By Matt Hohner

Tree of Life Synagogue, Pittsburgh, Pennsylvania,
October 27, 2018

“To write poetry after Auschwitz is barbaric.”
–Theodor Adorno

The dead keep piling up and all I have are poems
to wrap them in. Pockmarks across synagogue walls
are a new font in a familiar language I refuse to utter.
Men have begun again to speak in tongues syntaxed
by phonemes of caliber and clip capacity: diction I
will not assemble into sentences; sounds I cannot make
into words. What color, the stripes being woven like old
narratives into new camp pajamas? How many stars
asterisk prayers into the bluest night? There is no
metaphor for what I cannot abide; no pentameter
for the sound of earth falling from the hands of love
into a freshly-filled grave. My iambs are a pair
of backwards-turned boots in the stirrups of a riderless
horse. We measure the inarticulate grammar of fear
in the steady metronome of newsfeed updates,
punctuate the lulls between carnage with promises
enjambed in the wind. Cover my eyes with verses
if you must. Bribe the ferryman with curses and dust.
A poet’s contract is blood-inked, bone-stamped,
ratified eternal at the frontier where hope kisses rust.

Winner, 2019 Doolin Writers’ Weekend International Poetry Prize (Ireland). Published in The Irish Times February 27, 2019. From At the Edge of a Thousand Years (out of print, Jacar Press 2024).

The Importance of Arts, Culture & The Creative Process
When the horrific massacre of Jews attending the Tree of Life Synagogue in Pittsburgh, Pennsylvania occurred, it was the latest in a series of increasingly monstrous acts by White American males using assault rifles against unarmed citizens.
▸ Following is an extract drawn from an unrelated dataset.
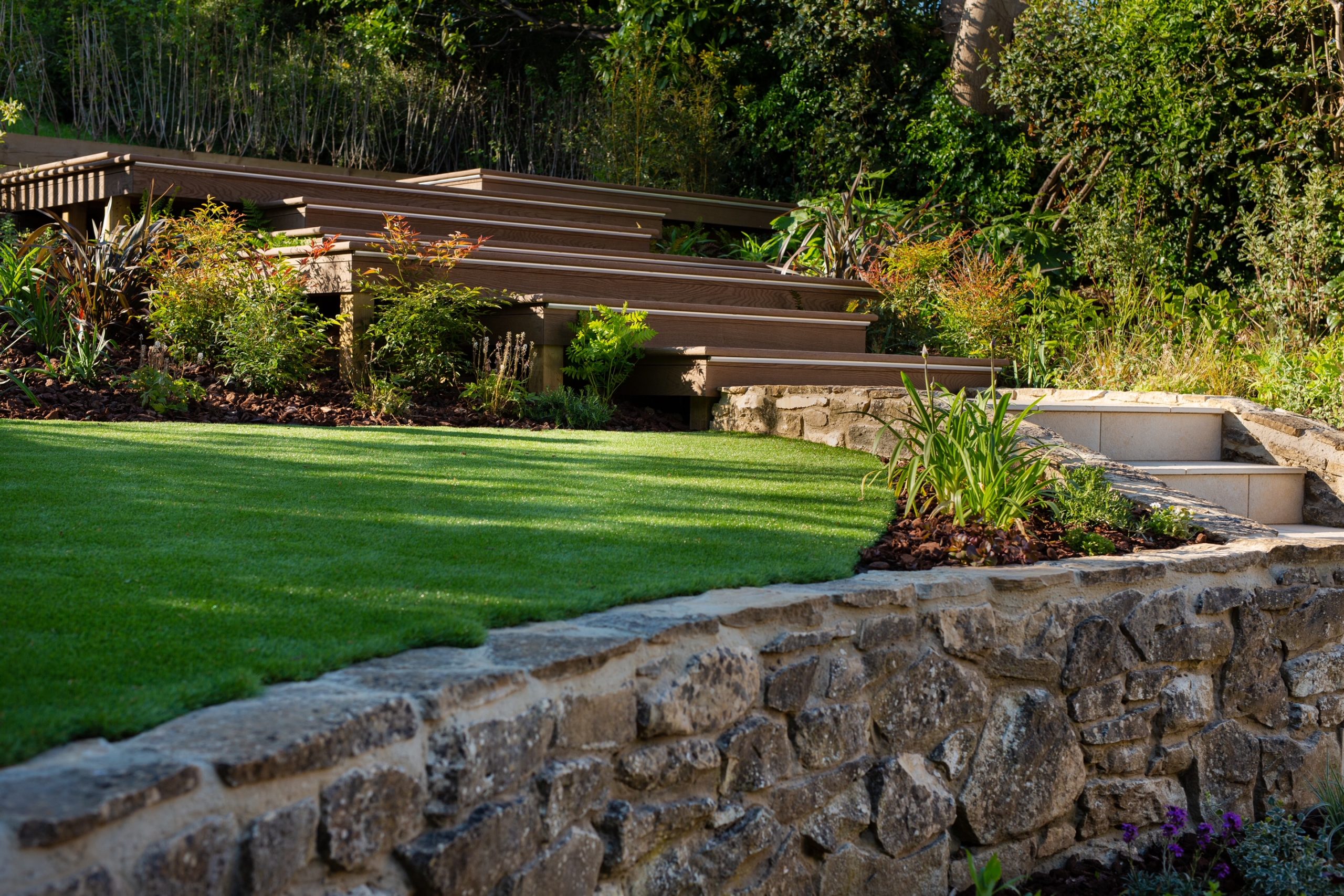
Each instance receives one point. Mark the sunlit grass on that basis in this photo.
(152, 568)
I'd written poems about similar gun violence already, but this act resonated on several levels. On a personal level, the act hit home for me, because my wife's family, Italian Catholics, once lived in the mostly Jewish Squirrel Hill neighborhood where the event took place. They, like I, immediately thought of our Jewish friends, but on a global and historic level, we were confronted by the dark shadow of the Holocaust, and with how far backward our nation had fallen on that day. 

I knew I had to write about the event; as a poet who celebrates the beauty and wonders of our natural and made world, I also feel I have an obligation to use my gifts to confront evil and injustice in all of their forms, as best I can, whenever possible. I realized, through tears and gut-sick and sobs, that the best way "into" that poem was to start with my inability to make poetic sense of it, but also to declare my outrage and unwavering resolve to run towards the emotional, psychological, social, and spiritual wreckage at ground zero of such moments, and use my words to offer some semblance of healing and hope, and to bear witness so that future generations will know that someone cared. 

A few months after this poem was published in The Irish Times online, Rabbi Jeffrey Meyer, who was present when the attack on his congregation occurred, contacted me on social media to ask if he could use it as part of the first Yom Kippur activities since the attack at Tree Of Life that following fall. There is no greater and humbling honor for a poet than knowing that his words written for and about healing after a terrible event were heard and read by the people who experienced it. 

A year after that, a poet friend of mine here in Baltimore told me that his rabbi had just read my poem during service at his synagogue. Apparently, my poem had found its way onto a national database for rabbis to use for activities at their synagogues. A poem that I had written as an intensely personal and solitary act to try to make sense of the ugliness that sometimes accompanies the beauty of living on Earth now belongs to the world. If anyone asks me what poetry does, I will tell them this: poetry bears witness, celebrates life, unites, heals, and lives beyond us.

What was the inspiration for your creative work?
Historically, my political and humanitarian inspiration comes from everyone who has stood up to the forces of destruction to declare their universal right to exist freely. Poetically, Sam Hamill, Anne Waldman, Allen Ginsberg, and Amiri Baraka come to mind most often, but that’s just a handful. I could list many, many more.

Tell us something about the natural world that you love and don’t wish to lose. What are your thoughts on the kind of world we are leaving for the next generation?
Thinking locally for a moment, I want the next generation to enjoy a Chesapeake Bay in which one can walk across enormous shoals of oysters, just like those that the first Europeans encountered when they sailed up its beautiful, brackish, pristine, teeming waters. Copy and paste that wish across our ever-threatened world, and specify it for every place struggling to exist under the relentless voraciousness of humans.

Photo credit: Mel Edden

Matt Hohner’s poems have won numerous awards. His publications include Rattle: Poets Respond, The Baltimore Review, New Contrast, Live Canon, Passengers, Vox Populi, and Prairie Schooner. An editor with Loch Raven Review, Hohner’s second collection At the Edge of a Thousand Years won the 2023 Jacar Press Book Prize.